Cuando desperté recostado en el sofá, miré alrededor para cerciorarme de que no estaba soñando, y pude garantizar de realmente estaba en mi hogar, y me había quedado dormido leyendo a Nuestra Señora de París, y con la compañía algo inmoderada del doctor Cardhu vestido de vidrio, al que le censure su comportamiento guardándolo en el mueble aparador bajo llave, al tiempo que hice lo propio con el acomodo en su estantería de Nuestra Señora de París y toda la literatura francesa que tenía esparcida por el salón, y que me dio por pensar si no estaría yo en las costumbres y cabales de un caballero andante inmortalizado por un manco de Lepanto, de cuyos nombre no me puedo acordar, y que debió tener sus vivencias allá por un lugar de La Mancha…sonó el teléfono y lo cogí, era Agnes, recién llegada de Londres, y tras un intercambio de recuerdos, buenos argumentos y parabienes, me invitaba a visitar Paris en su compañía, y así, recuperar el tiempo perdido…

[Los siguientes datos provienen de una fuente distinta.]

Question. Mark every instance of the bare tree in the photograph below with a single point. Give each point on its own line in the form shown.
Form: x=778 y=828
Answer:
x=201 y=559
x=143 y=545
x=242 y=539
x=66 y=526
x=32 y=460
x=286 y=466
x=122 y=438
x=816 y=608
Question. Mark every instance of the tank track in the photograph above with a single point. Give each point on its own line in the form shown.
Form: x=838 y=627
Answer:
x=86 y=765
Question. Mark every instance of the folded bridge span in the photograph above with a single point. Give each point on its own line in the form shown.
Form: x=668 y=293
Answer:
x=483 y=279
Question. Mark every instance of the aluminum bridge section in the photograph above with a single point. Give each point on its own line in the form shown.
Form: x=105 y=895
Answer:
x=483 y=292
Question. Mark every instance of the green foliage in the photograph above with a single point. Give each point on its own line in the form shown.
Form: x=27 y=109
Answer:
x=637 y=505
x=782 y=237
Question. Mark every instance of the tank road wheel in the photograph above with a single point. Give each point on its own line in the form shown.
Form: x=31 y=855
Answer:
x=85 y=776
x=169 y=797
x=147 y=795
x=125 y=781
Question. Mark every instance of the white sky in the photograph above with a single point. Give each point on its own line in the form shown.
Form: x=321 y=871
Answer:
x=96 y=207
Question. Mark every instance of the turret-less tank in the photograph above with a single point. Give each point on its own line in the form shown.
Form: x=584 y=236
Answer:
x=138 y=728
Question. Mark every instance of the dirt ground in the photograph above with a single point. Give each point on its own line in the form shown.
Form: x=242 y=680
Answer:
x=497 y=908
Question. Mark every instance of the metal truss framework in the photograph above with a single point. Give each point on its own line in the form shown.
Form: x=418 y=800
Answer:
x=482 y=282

El sol, empezaba a entrar por el ventanal del salón de mi casa, y me paré a pensar un instante mientras recordaba una frase de Paulo Coelho que dice “No dejes que la persona imaginaria que está dentro de tu cabeza te impida amar a la persona correcta que está delante de ti”, consentí en olvidar a Esmeralda y me propuse aceptar la invitación de Agnes, con la condición de que, como le decía Humphrey Bogart a Ingrid Bergman en "Casablanca", siempre tendremos París, pero de momento, prefería tener el recuerdo de un reencuentro en Venecia, y sus paseos en una góndola romántica por los canales de la ciudad…Por la causalidad, Esmeralda había nacido con el nombre de Agnes en la novela de Víctor Hugo, y había acaparado mi corazón en una fantasía, y era ahora la verdadera Agnes de mi conciencia, quien tomaba posesión de la digna necesidad del sentimiento, y recordé que había olvidado  la casualidad de haberla conocido en un sueño.